Theatre Cryptic has adapted the novel into an hour long dramatic monologue for a solo performance. Darren Pinckney’s fine adaptation stays close to the original and there are occasions where the words rise above everything and seem to sparkle as they hang upon the air. It’s a well written script and one that needs little by way of extra embellishment. However, this is a production with many and various elements: there is a multi-faceted musical soundtrack by Craig Armstrong and AGF; sumptuous design by James Johnson and striking use of technologies. Combining so many elements requires care to achieve balance and while each element is accomplished, as a whole, it’s a cacophony of white noise.

The soundtrack from composer Craig Armstrong and German digital media artist AGF (aka Antye Greie) may work well in its own right. There are gentle lapping background sounds from Armstrong and heavy electronic overlay from AGF. Together, it’s too heavy an overlay and often takes centre stage too much.

Judith Williams puts in a fine solo performance as Orlando, mastering the multiple transformations with ease. The soundtrack repeats her words, whispering them and feeding them back to us, leaving them hanging on the air, alive with the power of imagination. Wonderful words like ‘Here I lie in the cold embrace of the grass with the scent of the bog myrtle and the meadow-sweet in my nostrils. I have found my mate.’ However, there are times when the soundtrack, particularly the electronic, eat up the words, and given that this play is so textually based and that the words are the real star of the show, this is a serious flaw.

Cryptic claims to be “a pioneer in using new technologies as an integral part of their live performances”. There are some striking technologies at play here. James Johnson has created a simple but effective set which works well both for the actor and for the use of technology: a double line of shimmering vertical drapes are a background to the action and work well for the projected imagery too.

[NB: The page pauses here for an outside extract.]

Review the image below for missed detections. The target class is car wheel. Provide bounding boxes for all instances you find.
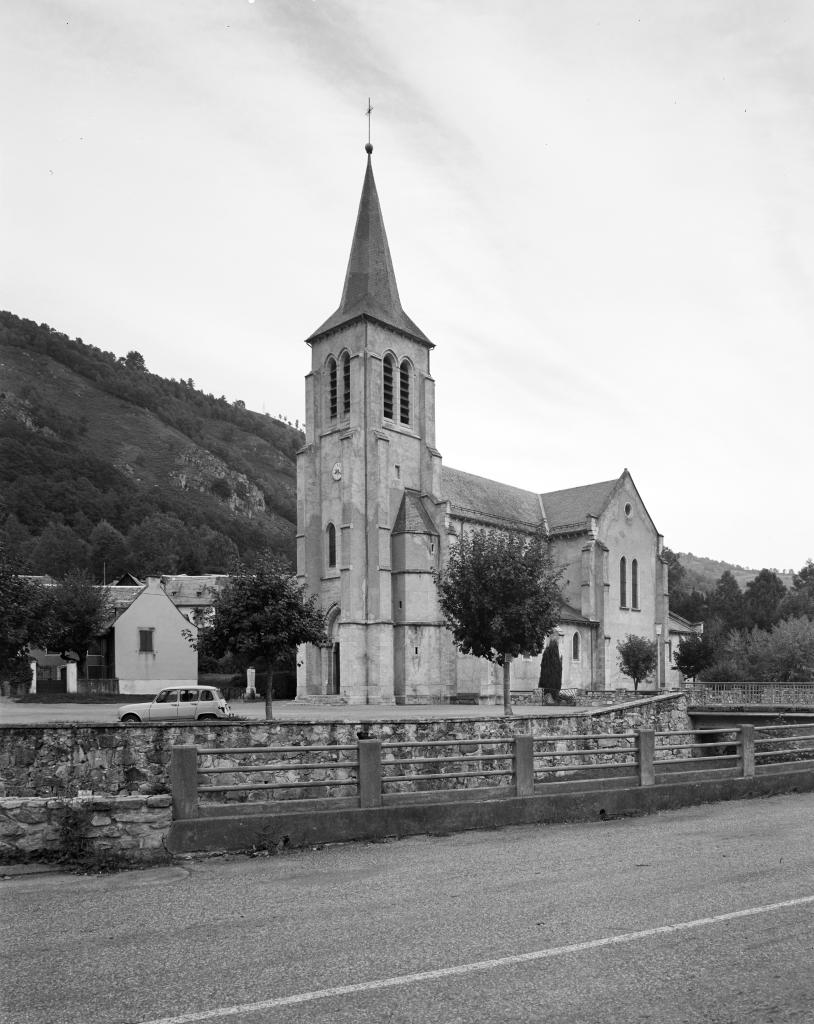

During the Great Frost ghostly images are projected on to the cloths, and as Orlando travels in Constantinople 3D images of buildings loom behind him. They’re suggestive rather than definitive and add to the imaginative impact.

As a play about the power of the imagination and of words this needs to be sparkling and playful. This is a play that ravishes the senses and that is densely and richly textured. There are many fine elements in this production; unfortunately it is less than the sum of its parts, and portentous rather than playful.